Consider purchasing a tick removal device or a pair of tweezers. Tick removal devices can be found in pet stores and resemble a pair of tweezers with grips on the sides. If you don’t have either of these, you may also use your fingers. Please note that you should use gloves or wash your hands immediately after removing the tick to prevent spreading bacteria and possible disease. If you have any open wounds on your hands, use gloves.
Place your fingers or tweezers as close as possible to the head of the tick. Grasping the tick by the body often results in leaving the tick’s head attached. You may need to ask a friend or relative to help hold back the dog’s hair if you have a long haired breed. Ensure you have a firm grip before continuing.
Pull straight outward, slowly. Don’t jerk or twist the tick. If you need to reposition in order to remove the tick, do so. Twisting will only aggravate the bite and make the wound worse. Don’t squeeze the tick as you pull. This is probably the hardest part. Keep your fingers or tweezers on the head to prevent accidentally squeezing the body. Squeezing can release bacteria from the tick into your dog’s bite. Don’t try to use a chemical or any other product to remove the tick as this will worsen the bite.

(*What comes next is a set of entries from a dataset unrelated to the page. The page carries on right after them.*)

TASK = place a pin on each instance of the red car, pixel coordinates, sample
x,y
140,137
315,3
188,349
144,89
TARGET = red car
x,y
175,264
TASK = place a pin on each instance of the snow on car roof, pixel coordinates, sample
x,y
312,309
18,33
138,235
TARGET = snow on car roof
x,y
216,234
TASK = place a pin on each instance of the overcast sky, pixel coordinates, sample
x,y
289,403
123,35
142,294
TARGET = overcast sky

Kill the tick immediately after removal. They may be killed in one of two ways. The first method requires a small cup of rubbing alcohol. Place the tick in the cup. Pour the cup of alcohol down the sink or toilet after the tick dies. The second method requires a fire proof plate and a lighter. This method is mainly for small ticks and not swollen ticks. Place the tick on the plate and burn it with the flame from the lighter until you hear a pop.

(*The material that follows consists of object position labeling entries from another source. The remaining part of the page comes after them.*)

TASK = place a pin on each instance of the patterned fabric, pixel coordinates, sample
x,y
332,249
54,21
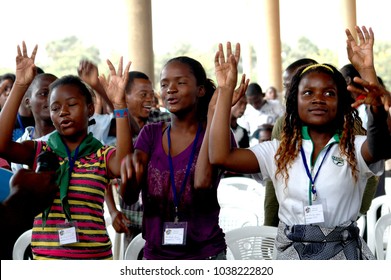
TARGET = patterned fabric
x,y
134,212
86,197
199,208
313,242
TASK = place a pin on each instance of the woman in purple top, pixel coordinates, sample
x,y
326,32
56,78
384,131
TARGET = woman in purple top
x,y
181,209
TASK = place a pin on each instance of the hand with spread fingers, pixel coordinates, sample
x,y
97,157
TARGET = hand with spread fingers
x,y
226,66
116,83
89,73
25,67
361,53
373,94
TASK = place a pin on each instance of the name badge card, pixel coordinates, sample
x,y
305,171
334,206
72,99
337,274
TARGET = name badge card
x,y
313,214
67,234
174,233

Clean the wound on your dog with any type of skin disinfectant. Rubbing alcohol is often used. You may also use antibiotic ointment to aid in the healing process and to prevent itching.
Take steps to prevent future tick bites. Many flea medications you purchase from your veterinarian, online pet stores and many department and pet stores also repel ticks. Read the packaging to determine which types of ticks are repelled. Sprays, drops, shampoos and pills are available to help prevent fleas and ticks on your dog.
Remove ticks as soon as you see them on your dog. Be sure to remove them correctly and to clean both your hands and the wound immediately after removing and killing the tick. Take steps to prevent future ticks as soon as the current one has been removed. This will keep both you and your dog happy and healthy.